Amazon's Web Services outage: End of cloud innocence?

Amazon's Web Services outage: End of cloud innocence?

Summary: Cloud computing is learning the harsh reality of resiliency as Amazon Web Services' outage has crossed its second day. Meanwhile, startups and a host of other AWS customers are in uncharted waters. What have we learned?

SHARE:

Cloud computing is learning the harsh reality of resiliency as Amazon Web Services' outage has crossed its second day. Meanwhile, startups and a host of other AWS customers are in uncharted waters.

On Wednesday, the common belief was that startups could build their infrastructure on AWS completely. Set the servers up and forget them. Things like availability zones---for an extra fee---would mean you'd get no single point of failure. Some startups took advantage of that and others didn't.

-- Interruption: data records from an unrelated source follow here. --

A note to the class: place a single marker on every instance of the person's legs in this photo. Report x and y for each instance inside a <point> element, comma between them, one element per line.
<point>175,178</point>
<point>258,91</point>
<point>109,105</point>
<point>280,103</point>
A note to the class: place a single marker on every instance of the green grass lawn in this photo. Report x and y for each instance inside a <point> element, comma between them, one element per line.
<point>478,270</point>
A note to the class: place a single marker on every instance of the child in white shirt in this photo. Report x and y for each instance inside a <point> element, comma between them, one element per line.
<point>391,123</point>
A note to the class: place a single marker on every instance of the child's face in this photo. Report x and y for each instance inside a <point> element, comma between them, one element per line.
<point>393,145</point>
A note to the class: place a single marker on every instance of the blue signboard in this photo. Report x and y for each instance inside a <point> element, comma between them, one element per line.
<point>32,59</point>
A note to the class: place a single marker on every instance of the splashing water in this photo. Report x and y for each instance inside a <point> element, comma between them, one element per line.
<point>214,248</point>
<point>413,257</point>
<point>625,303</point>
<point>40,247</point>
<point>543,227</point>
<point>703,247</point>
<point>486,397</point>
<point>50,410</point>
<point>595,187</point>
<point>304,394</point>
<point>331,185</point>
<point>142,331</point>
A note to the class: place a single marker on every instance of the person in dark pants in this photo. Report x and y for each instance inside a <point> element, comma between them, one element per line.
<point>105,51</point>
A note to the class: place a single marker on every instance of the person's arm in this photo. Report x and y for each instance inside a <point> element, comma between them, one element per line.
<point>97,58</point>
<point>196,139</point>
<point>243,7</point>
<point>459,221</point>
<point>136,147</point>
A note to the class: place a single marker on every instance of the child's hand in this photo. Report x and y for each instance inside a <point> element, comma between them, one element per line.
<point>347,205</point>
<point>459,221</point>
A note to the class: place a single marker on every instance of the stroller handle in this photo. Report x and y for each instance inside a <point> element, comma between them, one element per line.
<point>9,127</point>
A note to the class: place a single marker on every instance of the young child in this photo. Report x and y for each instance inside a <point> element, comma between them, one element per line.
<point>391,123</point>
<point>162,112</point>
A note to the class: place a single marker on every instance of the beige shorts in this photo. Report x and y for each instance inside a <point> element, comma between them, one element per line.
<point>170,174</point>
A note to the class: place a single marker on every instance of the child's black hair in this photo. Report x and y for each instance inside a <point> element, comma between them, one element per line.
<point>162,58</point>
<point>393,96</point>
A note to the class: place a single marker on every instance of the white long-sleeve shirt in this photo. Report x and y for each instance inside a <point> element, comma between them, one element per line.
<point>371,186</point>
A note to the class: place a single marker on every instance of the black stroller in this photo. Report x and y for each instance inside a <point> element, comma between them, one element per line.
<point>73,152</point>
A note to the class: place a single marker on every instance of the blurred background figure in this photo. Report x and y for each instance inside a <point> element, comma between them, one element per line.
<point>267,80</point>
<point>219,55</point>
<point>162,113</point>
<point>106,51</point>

Given that AWS' North Virginia data center has been out of whack for more than 24 hours, it's clear you need to procure more than one cloud. You need a backup for your cloud provider's backup.

Also: Amazon's N. Virginia EC2 cluster down, 'networking event' triggered problems

The good news for AWS customers is that the service appears to be coming online again. Amazon said in its most recent update:

2:41 AM PDT We continue to make progress in restoring volumes but don't yet have an estimated time of recovery for the remainder of the affected volumes. We will continue to update this status and provide a time frame when available.

6:18 AM PDT We're starting to see more meaningful progress in restoring volumes (many have been restored in the last few hours) and expect this progress to continue over the next few hours. We expect that well reach a point where a minority of these stuck volumes will need to be restored with a more time consuming process, using backups made to S3 yesterday (these will have longer recovery times for the affected volumes). When we get to that point, we'll let folks know. As volumes are restored, they become available to running instances, however they will not be able to be detached until we enable the API commands in the affected Availability Zone.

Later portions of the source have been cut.